[mercury-users] Pred defns

Fergus Henderson fjh at cs.mu.OZ.AU
Mon Mar 30 22:54:29 AEST 1998


On 30-Mar-1998, John Griffith <griffith at sfs.nphil.uni-tuebingen.de> wrote:
> Why not have a user interface that (optionally) shows you which hidden
> arguments occur in a clause?  Wouldn't this give you the best of both
> worlds?

Well, that's a big can of worms you've just opened...

For example, is this user interface that you're thinking of going
to be able to show the hidden arguments in a CVS diff (a CVS diff
shows the changes between two different versions of a source file)? 
If so, how?

There are many advantages to keeping the language and the user
interface relatively separate.  If you don't, then you must
either expend a huge amount of effort in the user interface,
and *continue* investing large amounts of effort to maintain
its position relative to other user interfaces, or force your
users to suffer with a sub-standard user interface.
Furthermore, different users will want different styles of
user interface (for example if it doesn't support vi keybindings
and run well over a 14k modem, then I'd prefer something else)
so if you want your users to actually use the user interface then
you have to implement not one but several user interfaces.

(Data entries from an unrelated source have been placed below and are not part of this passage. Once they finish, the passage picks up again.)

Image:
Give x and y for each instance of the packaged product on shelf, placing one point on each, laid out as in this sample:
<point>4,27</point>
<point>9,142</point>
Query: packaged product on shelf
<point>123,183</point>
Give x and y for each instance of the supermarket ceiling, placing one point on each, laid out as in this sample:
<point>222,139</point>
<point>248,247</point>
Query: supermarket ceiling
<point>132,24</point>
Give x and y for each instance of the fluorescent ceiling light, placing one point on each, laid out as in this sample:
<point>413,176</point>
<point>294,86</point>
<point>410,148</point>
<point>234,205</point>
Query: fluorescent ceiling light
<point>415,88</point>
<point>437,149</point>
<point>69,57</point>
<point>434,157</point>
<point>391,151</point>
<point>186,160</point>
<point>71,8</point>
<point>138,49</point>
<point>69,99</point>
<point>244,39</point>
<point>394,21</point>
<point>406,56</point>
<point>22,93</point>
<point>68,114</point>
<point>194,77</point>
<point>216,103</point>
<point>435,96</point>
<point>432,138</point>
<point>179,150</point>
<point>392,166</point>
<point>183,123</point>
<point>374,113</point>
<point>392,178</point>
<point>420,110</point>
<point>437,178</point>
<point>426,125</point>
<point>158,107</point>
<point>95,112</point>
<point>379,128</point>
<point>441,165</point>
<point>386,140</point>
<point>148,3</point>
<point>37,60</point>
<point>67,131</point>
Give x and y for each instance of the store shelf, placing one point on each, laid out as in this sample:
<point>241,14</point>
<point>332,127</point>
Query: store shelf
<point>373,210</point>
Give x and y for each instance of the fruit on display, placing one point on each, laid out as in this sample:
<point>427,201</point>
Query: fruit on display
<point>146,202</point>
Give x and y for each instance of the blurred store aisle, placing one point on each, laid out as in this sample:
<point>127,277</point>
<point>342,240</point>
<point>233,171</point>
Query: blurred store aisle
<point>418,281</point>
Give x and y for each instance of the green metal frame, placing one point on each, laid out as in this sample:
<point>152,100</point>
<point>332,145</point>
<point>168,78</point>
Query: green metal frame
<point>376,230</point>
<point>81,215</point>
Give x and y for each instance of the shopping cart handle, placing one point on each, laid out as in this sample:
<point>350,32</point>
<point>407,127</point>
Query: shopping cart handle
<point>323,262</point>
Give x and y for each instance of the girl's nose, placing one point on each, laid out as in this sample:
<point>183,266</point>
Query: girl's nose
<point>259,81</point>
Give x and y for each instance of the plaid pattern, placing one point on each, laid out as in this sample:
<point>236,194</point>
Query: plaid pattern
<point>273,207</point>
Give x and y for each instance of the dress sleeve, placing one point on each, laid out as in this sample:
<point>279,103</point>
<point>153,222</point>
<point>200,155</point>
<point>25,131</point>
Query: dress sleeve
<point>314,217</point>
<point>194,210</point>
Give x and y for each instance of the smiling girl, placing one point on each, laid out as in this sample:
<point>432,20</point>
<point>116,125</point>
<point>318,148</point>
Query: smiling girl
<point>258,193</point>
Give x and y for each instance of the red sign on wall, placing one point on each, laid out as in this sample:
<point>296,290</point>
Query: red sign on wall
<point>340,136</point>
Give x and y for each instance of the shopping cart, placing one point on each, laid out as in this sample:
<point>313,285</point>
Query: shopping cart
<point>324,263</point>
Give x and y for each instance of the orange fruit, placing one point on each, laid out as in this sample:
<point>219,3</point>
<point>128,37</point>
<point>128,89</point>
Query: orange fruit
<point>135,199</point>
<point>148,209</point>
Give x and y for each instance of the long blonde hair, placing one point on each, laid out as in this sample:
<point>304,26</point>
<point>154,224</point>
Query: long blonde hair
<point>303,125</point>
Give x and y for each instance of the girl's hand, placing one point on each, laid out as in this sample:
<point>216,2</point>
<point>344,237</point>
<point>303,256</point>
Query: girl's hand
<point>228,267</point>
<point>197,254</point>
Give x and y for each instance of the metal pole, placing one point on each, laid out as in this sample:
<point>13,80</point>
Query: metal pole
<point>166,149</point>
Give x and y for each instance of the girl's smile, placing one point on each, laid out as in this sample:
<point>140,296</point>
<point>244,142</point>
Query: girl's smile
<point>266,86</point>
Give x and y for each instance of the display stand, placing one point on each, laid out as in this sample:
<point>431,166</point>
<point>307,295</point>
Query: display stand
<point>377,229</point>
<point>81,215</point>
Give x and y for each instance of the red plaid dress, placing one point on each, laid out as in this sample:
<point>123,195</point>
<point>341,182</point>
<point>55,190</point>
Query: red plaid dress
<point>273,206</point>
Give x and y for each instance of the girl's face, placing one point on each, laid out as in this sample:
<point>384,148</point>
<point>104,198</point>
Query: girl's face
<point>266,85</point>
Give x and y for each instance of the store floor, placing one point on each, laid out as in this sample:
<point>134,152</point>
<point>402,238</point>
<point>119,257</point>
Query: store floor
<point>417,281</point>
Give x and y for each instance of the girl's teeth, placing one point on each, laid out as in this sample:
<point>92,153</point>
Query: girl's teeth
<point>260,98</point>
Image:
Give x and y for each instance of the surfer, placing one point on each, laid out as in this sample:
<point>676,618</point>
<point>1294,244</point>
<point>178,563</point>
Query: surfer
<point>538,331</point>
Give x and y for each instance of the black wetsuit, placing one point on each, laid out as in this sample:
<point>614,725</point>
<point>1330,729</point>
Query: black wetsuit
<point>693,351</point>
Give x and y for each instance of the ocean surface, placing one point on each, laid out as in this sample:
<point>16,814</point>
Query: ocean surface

I quite like the Eiffel (and Java) approach of having a tool which
can extract interfaces and spit them out in some standard form such
as HTML, which can be viewed with a variety of browsers.
However, browsing interfaces is different to editing source code,
so I don't think this approach would work nearly as well for
something like hidden arguments.

Even if you do have a bunch of nifty tools, I do find that typically
you spend a lot of time looking at the unadorned source code.

-- 
Fergus Henderson <fjh at cs.mu.oz.au>  |  "I have always known that the pursuit
WWW: <http://www.cs.mu.oz.au/~fjh>  |  of excellence is a lethal habit"
PGP: finger fjh at 128.250.37.3        |     -- the last words of T. S. Garp.